Permanente link
Naar de actuele versie van de regeling
http://lokaleregelgeving.overheid.nl/CVDR737363
Naar de door u bekeken versie
http://lokaleregelgeving.overheid.nl/CVDR737363/1
Beleidsregels leerlingenvervoer gemeente Vijfheerenlanden 2025
Geldend van 01-04-2025 t/m heden
Intitulé
Beleidsregels leerlingenvervoer gemeente Vijfheerenlanden 2025Het college van burgemeester en wethouders van de gemeente Vijfheerenlanden
overwegende dat het op grond van artikel 1:3 jo. 4:81 Algemene wet bestuursrecht de bevoegdheid heeft om beleidsregels op te stellen over de onderwerpen zoals omschreven staan in de Verordening leerlingenvervoer gemeente Vijfheerenlanden 2025
gelezen het voorstel van het college van burgemeester en wethouders (hierna: het college) van 25 maart 2025;
overwegende dat:
- -
het college ervoor zorgdraagt dat het leerlingenvervoer op zorgvuldige wijze wordt uitgevoerd en waarbij de leerling met haar/zijn specifieke onderwijskundige behoefte en de context waarin het kind zich bevindt, centraal staat;
- -
het college regionale afstemming en samenwerking binnen de regio Lekstroom wenselijk acht wat betreft het leerlingenvervoer zodat er richting ouders, leerlingen, vervoerders en scholen een eenduidige en uniforme werkwijze en communicatie kan worden gehanteerd;
- -
het college zelfstandig reizen wil stimuleren en zo de zelfredzaamheid van leerlingen wil vergroten;
- -
het college ter uitvoering van het leerlingenvervoer beleidsregels van belang acht.

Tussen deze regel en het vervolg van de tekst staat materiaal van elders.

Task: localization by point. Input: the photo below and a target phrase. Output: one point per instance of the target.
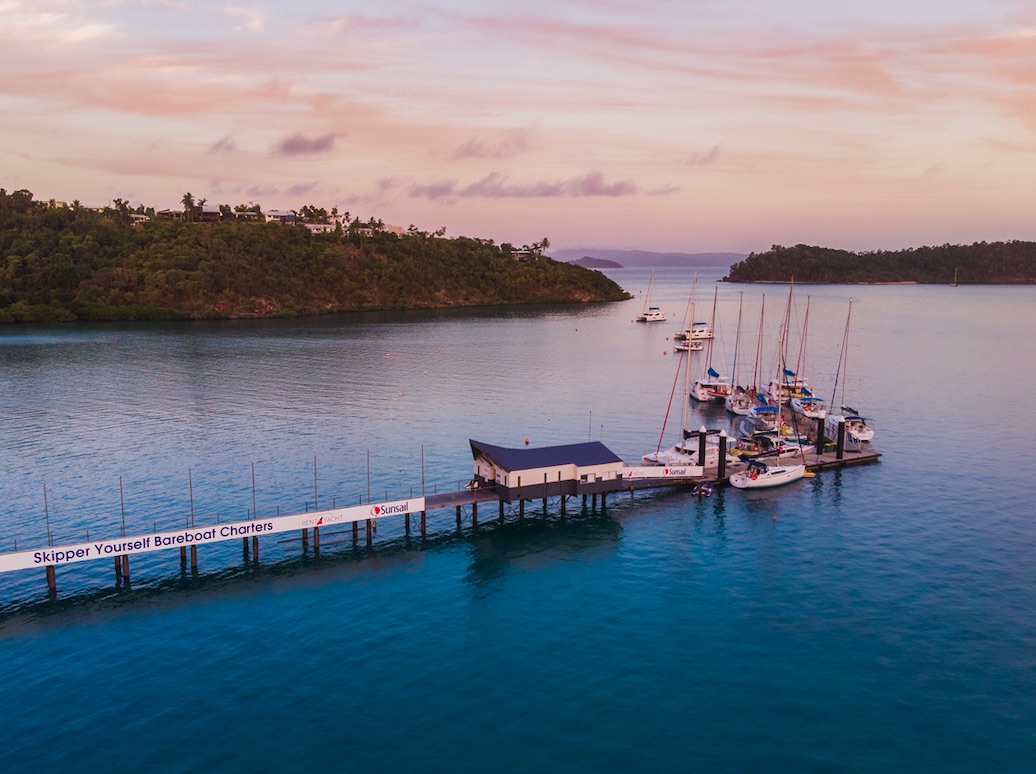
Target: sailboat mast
(712, 326)
(687, 385)
(842, 359)
(758, 347)
(801, 363)
(737, 339)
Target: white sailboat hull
(776, 476)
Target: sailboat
(806, 404)
(739, 400)
(787, 383)
(758, 475)
(711, 388)
(649, 313)
(685, 340)
(857, 429)
(686, 451)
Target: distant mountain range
(594, 258)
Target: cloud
(301, 188)
(224, 145)
(497, 185)
(252, 17)
(703, 160)
(513, 145)
(298, 144)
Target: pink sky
(658, 124)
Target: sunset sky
(659, 124)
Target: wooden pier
(480, 491)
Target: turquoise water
(879, 617)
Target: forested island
(67, 262)
(997, 262)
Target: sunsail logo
(389, 510)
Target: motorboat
(711, 389)
(772, 443)
(697, 332)
(740, 401)
(856, 426)
(651, 314)
(789, 385)
(758, 475)
(687, 450)
(809, 405)
(761, 417)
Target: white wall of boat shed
(529, 477)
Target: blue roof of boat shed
(524, 458)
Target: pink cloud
(511, 146)
(497, 185)
(298, 144)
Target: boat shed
(530, 471)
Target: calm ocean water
(875, 618)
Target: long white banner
(664, 471)
(210, 534)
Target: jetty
(501, 476)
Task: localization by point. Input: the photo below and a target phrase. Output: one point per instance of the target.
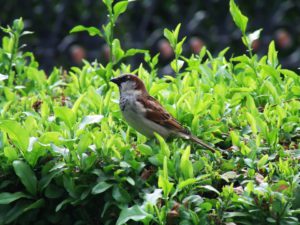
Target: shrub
(67, 156)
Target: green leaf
(135, 213)
(186, 165)
(16, 133)
(7, 198)
(3, 77)
(26, 175)
(66, 115)
(254, 35)
(108, 3)
(163, 179)
(101, 187)
(91, 30)
(170, 37)
(229, 175)
(145, 149)
(239, 19)
(11, 153)
(120, 194)
(252, 122)
(90, 120)
(120, 8)
(210, 188)
(152, 198)
(35, 205)
(163, 145)
(272, 55)
(117, 51)
(184, 183)
(262, 161)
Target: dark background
(206, 22)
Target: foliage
(68, 157)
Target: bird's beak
(115, 80)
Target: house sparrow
(145, 114)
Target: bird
(146, 115)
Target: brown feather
(156, 113)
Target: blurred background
(203, 22)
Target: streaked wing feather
(156, 113)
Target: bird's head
(129, 83)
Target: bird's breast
(134, 113)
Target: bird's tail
(202, 143)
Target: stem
(15, 38)
(111, 38)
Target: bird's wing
(156, 113)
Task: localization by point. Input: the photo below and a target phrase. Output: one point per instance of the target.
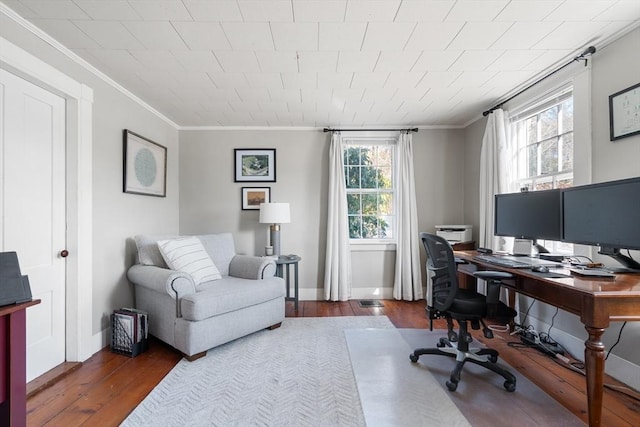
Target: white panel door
(32, 201)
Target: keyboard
(502, 262)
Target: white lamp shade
(274, 213)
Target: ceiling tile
(294, 36)
(155, 34)
(56, 9)
(266, 10)
(523, 35)
(113, 10)
(397, 61)
(109, 34)
(276, 62)
(476, 11)
(319, 10)
(479, 35)
(427, 11)
(197, 60)
(433, 36)
(527, 10)
(371, 10)
(161, 10)
(66, 33)
(237, 62)
(317, 61)
(475, 60)
(219, 10)
(387, 36)
(202, 35)
(341, 36)
(248, 36)
(357, 61)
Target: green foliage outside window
(369, 183)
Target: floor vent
(371, 303)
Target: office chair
(465, 306)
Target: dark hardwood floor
(103, 390)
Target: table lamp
(275, 214)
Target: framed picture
(253, 196)
(624, 113)
(255, 165)
(145, 166)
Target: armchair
(466, 306)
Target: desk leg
(594, 367)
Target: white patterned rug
(297, 375)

B E S L U I T: vast te stellen de ”Beleidsregels leerlingenvervoer gemeente Vijfheerenlanden 2025”.
Artikel 1 Leerling met een beperking
Het college vult het begrip ‘leerling met een beperking’ op de volgende manier in:
De beperking qua vervoer die de leerling door zijn/haar beperking ervaart moet:
- 1.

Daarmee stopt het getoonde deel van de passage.